In this context the team were called upon to operate just as much as anthropologists as psychologists. There was no way that the commune was going to accept us for the period of time necessary to complete our experiments if we didn’t, at least superficially, show some sympathy with the ideas they espoused. So it was that I found myself night after night, the dirty denim of my acquired ‘jeans’ slow-burning my bent knees, as one communard or other, their minds stupidly stupefied by marijuana, attempted to discourse on ley lines, shiatsu, or some Tantric rubbish.
Of course we took our own mental profile, our own sanity quotient. Both as a group per se and combined with the communards. We then were able to allow for it in the context of the fluctuations we attempted to engineer. When the experiments were completed and the data collected from the ‘control’ commune, where Phillip Hurst had been conducting his own lonely vigil, we found that the results were far better than we could have hoped for.

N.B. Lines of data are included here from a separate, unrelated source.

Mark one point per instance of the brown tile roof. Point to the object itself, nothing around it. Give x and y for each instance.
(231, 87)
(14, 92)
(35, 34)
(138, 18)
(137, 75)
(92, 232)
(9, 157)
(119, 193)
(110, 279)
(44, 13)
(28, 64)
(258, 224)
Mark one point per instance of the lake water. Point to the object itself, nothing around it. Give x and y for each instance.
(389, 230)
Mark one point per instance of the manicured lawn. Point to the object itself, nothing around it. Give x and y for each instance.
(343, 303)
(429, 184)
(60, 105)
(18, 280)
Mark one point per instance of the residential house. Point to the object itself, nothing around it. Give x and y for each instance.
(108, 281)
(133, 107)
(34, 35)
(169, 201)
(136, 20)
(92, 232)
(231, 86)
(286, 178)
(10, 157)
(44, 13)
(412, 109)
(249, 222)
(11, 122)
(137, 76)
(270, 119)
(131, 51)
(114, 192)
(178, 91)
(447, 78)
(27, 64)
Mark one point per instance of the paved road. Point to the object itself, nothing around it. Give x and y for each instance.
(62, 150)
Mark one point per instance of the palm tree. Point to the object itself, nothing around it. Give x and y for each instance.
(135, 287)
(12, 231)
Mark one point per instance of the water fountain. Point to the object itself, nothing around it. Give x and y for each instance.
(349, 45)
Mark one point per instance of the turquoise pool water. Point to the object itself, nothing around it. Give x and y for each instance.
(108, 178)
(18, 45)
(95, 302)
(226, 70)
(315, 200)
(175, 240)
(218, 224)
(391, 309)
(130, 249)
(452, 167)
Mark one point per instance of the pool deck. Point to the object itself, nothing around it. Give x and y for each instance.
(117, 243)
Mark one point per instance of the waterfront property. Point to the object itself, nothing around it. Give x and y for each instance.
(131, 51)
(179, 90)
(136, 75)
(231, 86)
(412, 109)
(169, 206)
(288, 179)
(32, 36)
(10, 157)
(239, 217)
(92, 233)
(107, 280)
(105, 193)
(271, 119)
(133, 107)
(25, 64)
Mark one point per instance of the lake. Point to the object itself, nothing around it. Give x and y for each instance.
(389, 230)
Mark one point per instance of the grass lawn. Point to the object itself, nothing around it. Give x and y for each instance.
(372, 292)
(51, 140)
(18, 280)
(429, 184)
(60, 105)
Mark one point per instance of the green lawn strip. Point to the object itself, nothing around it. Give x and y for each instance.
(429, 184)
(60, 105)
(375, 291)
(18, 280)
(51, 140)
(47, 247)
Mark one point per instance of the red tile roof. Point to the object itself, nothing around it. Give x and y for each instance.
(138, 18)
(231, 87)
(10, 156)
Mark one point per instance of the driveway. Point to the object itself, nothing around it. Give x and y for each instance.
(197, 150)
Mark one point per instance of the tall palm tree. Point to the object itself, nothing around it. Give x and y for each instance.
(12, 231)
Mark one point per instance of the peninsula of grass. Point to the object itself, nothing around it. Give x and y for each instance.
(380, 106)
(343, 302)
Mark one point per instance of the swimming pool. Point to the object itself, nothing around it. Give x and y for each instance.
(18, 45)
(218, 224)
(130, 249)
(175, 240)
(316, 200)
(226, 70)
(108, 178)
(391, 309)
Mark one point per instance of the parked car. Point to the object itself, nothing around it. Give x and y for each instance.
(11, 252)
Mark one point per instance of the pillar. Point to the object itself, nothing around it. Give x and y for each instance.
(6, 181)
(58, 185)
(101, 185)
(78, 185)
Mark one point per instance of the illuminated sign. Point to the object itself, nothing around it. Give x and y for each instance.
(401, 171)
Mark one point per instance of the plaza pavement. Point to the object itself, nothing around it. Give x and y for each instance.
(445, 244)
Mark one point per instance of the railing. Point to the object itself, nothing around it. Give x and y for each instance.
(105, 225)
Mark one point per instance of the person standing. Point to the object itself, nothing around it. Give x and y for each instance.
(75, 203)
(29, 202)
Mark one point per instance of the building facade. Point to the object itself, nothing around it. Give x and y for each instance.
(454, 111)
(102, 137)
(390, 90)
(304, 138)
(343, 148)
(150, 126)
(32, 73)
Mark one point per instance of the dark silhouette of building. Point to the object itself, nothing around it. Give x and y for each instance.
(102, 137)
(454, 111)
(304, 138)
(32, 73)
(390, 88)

The manipulations of the given distribution of sanity within the commune had, by any standards, been crude. When we wanted to palliate Sid’s symptoms: his delusions, his paranoid fantasies, and especially his lively but imaginary social life, we would simply sedate him heavily with Kendal Mint Cake laced with Largactil. He stopped hearing voices, and the world ceased to resolve itself into a hideously complex, Chinese marquetry of interlocking conspiracies. Even his ‘friends’ went away. All but one, that is. An enigmatic welder from Wearside called George Stokes still insisted on manifesting himself.